Полковник Иверзев, высокий, плотный, ясно глядел перед собой; толстый карандаш был зажат в его маленьком крепком кулаке, кулак без стука опустился на карту, невольно привлекая к себе внимание офицеров. И Ермаков, вспомнив мягкую руку старика Остроухова, почему-то подумал, что кулачок этот беспощаден, властолюбив, неподатлив… Иверзев заговорил:

– Товарищи офицеры!

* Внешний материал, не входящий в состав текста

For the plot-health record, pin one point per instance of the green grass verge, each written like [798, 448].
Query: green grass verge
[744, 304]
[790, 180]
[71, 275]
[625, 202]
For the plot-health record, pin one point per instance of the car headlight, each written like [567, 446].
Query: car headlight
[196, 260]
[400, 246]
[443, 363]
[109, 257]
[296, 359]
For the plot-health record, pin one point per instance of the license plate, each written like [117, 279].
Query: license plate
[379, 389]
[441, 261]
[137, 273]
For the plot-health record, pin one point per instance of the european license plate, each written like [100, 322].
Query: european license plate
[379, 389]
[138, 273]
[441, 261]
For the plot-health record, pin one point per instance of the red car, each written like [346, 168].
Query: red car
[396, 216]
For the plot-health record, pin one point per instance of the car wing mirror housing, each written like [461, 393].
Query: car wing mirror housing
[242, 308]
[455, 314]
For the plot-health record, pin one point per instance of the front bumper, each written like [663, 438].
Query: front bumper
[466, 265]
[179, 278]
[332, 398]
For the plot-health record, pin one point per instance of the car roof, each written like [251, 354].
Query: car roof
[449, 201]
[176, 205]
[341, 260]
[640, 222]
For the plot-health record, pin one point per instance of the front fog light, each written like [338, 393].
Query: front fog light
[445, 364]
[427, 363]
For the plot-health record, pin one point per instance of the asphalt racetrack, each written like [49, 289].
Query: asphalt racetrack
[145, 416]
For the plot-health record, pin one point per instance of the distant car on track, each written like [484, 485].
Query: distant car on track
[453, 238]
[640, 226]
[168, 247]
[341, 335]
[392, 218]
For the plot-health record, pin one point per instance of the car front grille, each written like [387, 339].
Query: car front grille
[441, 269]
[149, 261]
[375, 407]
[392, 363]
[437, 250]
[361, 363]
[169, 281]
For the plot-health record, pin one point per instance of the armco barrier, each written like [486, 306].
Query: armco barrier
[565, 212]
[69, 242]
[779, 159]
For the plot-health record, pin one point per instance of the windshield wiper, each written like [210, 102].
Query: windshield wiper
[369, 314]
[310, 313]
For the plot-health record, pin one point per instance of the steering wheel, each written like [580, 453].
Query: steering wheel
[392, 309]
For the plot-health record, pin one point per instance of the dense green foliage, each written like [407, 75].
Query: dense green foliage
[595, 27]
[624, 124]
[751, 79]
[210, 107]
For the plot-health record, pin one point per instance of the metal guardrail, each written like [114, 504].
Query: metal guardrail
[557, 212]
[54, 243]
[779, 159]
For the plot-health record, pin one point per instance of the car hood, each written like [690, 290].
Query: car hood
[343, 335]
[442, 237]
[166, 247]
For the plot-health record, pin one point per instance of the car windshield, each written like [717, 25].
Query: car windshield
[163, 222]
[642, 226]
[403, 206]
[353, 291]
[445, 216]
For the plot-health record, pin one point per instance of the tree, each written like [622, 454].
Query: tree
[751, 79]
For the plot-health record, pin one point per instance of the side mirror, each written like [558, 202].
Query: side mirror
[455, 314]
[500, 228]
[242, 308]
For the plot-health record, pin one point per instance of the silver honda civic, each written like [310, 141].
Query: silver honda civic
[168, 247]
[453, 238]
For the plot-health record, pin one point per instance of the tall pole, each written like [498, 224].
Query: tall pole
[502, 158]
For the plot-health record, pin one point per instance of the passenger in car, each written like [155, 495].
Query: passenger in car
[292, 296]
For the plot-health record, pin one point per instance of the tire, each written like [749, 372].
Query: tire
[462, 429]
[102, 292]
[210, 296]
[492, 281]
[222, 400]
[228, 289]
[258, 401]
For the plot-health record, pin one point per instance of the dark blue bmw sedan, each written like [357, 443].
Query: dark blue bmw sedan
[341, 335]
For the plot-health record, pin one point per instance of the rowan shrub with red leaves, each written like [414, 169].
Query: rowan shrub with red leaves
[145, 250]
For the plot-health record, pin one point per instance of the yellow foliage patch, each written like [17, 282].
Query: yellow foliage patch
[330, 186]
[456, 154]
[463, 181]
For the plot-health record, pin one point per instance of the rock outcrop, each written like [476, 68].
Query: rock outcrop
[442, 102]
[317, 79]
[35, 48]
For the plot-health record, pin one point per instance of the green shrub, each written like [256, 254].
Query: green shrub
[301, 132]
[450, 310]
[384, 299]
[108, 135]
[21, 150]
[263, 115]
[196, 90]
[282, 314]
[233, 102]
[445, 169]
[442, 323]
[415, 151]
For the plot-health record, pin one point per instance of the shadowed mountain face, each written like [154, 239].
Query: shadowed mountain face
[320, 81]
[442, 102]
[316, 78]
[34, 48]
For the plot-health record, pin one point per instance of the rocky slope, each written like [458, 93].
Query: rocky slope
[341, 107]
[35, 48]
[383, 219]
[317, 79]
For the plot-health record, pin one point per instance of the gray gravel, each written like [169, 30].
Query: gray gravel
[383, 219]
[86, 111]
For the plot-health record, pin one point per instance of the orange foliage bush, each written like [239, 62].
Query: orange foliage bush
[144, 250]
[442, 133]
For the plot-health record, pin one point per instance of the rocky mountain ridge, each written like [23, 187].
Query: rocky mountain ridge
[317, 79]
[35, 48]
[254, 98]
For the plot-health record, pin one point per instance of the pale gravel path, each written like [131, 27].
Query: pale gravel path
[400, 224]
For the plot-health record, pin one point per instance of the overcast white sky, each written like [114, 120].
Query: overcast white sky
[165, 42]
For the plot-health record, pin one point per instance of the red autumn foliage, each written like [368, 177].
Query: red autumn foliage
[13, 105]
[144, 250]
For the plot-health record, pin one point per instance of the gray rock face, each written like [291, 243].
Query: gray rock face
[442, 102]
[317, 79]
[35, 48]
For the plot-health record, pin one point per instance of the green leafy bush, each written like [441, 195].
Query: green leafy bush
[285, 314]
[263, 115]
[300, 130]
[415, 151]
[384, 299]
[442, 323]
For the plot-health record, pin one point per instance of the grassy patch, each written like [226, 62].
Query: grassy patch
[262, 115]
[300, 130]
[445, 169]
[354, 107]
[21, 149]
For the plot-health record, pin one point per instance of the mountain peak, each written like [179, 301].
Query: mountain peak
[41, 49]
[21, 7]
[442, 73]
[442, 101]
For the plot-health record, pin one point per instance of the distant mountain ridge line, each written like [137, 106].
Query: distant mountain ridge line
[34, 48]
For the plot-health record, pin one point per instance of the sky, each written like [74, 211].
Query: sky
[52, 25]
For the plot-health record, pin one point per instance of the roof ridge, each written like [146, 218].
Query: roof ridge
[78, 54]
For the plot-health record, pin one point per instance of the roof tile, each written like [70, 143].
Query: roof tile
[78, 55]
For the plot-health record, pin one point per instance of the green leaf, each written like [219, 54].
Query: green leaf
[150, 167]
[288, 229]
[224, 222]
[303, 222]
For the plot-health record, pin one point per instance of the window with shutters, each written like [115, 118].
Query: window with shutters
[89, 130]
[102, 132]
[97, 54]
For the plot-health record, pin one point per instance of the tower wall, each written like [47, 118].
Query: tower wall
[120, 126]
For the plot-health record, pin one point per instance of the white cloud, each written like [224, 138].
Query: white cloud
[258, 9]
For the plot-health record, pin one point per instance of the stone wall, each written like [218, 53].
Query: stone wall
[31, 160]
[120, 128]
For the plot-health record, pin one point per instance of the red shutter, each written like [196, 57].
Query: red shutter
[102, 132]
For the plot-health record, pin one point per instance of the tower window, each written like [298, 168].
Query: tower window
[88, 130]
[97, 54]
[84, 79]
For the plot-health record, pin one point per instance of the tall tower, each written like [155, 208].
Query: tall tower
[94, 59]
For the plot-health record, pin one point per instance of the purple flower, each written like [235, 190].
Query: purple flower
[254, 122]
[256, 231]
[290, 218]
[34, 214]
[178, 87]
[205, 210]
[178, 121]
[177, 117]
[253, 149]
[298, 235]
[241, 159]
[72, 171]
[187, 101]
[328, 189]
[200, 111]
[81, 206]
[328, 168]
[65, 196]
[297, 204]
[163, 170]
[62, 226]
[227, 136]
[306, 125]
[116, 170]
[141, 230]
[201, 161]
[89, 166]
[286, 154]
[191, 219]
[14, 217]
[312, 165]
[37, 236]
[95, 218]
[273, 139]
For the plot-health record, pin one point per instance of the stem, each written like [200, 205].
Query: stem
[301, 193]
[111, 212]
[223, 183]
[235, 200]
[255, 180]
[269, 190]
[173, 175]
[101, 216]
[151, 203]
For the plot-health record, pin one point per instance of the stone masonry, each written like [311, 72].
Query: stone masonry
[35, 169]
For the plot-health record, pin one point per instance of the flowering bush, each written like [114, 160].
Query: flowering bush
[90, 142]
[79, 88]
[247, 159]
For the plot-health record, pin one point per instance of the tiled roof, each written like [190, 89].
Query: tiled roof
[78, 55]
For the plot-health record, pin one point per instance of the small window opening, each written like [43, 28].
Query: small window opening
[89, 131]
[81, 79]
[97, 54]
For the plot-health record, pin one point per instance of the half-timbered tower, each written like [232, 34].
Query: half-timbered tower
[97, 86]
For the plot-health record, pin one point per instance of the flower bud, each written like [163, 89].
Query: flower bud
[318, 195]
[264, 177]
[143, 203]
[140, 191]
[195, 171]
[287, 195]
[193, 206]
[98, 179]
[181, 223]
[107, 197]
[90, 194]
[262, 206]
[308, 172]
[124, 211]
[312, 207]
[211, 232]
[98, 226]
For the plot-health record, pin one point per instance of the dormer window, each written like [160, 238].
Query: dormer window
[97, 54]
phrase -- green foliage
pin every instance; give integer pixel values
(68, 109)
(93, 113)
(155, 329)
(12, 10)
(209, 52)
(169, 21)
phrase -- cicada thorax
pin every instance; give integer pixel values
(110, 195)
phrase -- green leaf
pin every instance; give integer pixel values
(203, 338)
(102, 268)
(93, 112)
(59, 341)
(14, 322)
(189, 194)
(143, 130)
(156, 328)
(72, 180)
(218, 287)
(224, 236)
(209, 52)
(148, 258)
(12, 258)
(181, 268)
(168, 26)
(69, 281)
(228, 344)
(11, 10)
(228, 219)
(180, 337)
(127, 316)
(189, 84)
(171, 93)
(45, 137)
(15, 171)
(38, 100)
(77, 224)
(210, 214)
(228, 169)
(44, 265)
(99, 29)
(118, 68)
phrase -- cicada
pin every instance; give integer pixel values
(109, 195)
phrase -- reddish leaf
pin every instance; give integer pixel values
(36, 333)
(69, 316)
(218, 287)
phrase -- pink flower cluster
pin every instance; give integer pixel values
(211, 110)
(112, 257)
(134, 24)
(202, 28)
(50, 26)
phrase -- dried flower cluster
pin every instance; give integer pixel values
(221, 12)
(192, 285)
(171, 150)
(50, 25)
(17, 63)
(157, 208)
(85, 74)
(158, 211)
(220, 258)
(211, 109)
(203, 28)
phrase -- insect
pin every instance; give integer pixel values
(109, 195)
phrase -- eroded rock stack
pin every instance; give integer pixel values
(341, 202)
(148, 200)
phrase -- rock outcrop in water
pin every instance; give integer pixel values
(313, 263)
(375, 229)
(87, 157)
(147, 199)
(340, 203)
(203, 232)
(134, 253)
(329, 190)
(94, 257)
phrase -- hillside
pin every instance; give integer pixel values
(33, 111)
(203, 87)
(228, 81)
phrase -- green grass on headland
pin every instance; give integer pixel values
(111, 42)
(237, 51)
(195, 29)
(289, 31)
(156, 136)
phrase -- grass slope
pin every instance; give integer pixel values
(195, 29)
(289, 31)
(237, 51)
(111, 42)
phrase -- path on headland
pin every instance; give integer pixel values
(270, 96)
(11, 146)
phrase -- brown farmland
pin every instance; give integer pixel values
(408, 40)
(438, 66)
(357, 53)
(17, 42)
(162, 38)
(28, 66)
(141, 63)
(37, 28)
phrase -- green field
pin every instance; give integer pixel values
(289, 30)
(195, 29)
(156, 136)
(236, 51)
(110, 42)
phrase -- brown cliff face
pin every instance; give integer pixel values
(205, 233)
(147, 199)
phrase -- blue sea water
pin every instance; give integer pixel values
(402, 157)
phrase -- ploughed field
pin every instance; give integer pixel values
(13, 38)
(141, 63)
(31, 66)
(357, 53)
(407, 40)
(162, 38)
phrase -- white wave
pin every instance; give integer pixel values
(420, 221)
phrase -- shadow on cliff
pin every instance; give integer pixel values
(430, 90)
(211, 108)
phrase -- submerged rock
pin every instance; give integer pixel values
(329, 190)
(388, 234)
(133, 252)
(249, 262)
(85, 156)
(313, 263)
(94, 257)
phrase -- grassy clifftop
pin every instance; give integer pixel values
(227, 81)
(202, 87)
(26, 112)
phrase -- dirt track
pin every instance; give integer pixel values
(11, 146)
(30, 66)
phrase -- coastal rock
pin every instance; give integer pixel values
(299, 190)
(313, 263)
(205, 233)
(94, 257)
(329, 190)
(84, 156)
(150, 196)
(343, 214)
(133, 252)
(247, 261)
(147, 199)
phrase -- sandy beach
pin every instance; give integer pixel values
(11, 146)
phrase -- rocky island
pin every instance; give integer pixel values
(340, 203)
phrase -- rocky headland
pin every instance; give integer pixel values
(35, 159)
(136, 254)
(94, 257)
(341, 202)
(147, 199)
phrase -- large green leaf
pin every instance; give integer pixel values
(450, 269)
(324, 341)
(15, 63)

Позавчера два передовых батальона полковника Гуляева подошли к Днепру, пытались форсировать его. Все это, как вам известно, решающих результативных последствий не имело. – Синие глаза Иверзева бегло коснулись нахмуренного лица Гуляева. – Огнем танков, артиллерии, пулеметным огнем батальоны были рассеяны по воде, вынуждены были занять прежнюю позицию на острове. – Острие карандаша ткнулось в карту. – За исключением двух, только двух неполных стрелковых взводов и одного орудия полковой батареи, сумевших переправиться на правый берег.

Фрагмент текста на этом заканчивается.